The suite was a wreck of glass shards, chemical fog, and the heavy, metallic scent of ozone.
"It's done," I said. My voice sounded hollow, filtered through the ringing in my ears.
Lu Sheng didn't respond. He was slumped against the base of the bed, his black shirt saturated with a fresh, wet darkness. The man I had hit with the briefcase was gone—likely retreated back up the winch—but the cost of the distraction was laid bare.
I moved toward him, my knees hitting the glass-strewn carpet. I didn't reach for his hand. I reached for the med-kit.
"Don't," he rasped. He wasn't looking at me. He was looking at the shattered window, his handgun still held in a shaky, two-handed grip. "Check the data."
"The data isn't bleeding out on the floor. You are."
"Check it, Lin Xiao."
I opened the laptop on the floor. The recovery mirror hadn't just pulled the ledger; it had pulled the internal communication logs from the server farm's black-box. I scrolled past the encrypted strings until I found the last logged command before the bridge was established.
[COMMAND_ORIGIN: LOCAL_VLAN_09]
[AUTHORIZATION: D. SONG]
I stopped breathing. The room went very still.
"Song," I whispered. "The command to wipe the servers didn't come from the Qin Group. It came from the Ministry. From this building."
Lu Sheng let out a short, jagged breath—half-laugh, half-cough. He lowered the gun, the barrel clattering against the floor. "He wasn't trying to save the data. He was trying to delete his own history. He used you to build the bridge so he could walk across it and burn the evidence behind him."
"Then we didn't buy a distraction," I said, the realization settling like lead in my stomach. "We just helped him finish the job."
I looked at the screen. One file had survived the purge—a single image header that hadn't fully dissolved. I forced a partial reconstruction.
It wasn't a list of names. It was a scanned copy of a contract. My father's signature was at the bottom, but the party on the other side wasn't the Qin Group. It was a shell company owned by the Ministry of State Security.
The lottery hit wasn't a corporate heist. It was a state-sponsored liquidation.

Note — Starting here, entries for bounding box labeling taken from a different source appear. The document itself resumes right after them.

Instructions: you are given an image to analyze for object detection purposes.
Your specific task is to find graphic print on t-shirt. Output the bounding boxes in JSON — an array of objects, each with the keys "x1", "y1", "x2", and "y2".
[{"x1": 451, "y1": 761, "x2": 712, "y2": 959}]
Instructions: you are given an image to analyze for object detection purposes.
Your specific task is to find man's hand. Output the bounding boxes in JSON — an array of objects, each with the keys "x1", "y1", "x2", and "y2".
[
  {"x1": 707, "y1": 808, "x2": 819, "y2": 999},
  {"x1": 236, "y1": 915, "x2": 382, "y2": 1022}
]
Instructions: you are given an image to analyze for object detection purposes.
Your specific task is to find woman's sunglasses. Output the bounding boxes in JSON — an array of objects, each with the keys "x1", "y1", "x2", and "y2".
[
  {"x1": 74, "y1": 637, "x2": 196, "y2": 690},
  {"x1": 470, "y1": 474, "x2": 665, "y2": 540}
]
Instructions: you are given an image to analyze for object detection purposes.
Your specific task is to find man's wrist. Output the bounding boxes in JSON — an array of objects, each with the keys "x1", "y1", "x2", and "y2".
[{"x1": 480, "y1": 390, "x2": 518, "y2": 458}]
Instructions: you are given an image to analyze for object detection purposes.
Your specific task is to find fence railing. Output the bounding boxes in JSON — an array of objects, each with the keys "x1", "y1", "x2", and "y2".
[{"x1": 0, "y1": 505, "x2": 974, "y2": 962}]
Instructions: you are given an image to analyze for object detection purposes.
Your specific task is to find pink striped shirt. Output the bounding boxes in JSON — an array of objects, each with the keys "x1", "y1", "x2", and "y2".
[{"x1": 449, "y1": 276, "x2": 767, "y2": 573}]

"Lu Sheng," I said, my fingers hovering over the image. "The Ministry didn't just find us. They've been part of this since the beginning."
He didn't answer.
I looked up. Lu Sheng's head was back against the mattress, his eyes closed. His breathing was shallow, his left hand clamped over a puncture wound in his thigh that the "cleaners" had left him.
The Consultant status was a cage. The 72-hour window was a countdown to our disposal. And now, the only man who could physically keep the door closed was losing consciousness.
I didn't cry. I didn't panic. I reached for the needle and the thread Lu Sheng had used on himself.
"You're not dying yet," I said, my voice cold and procedural. "I still have names to delete."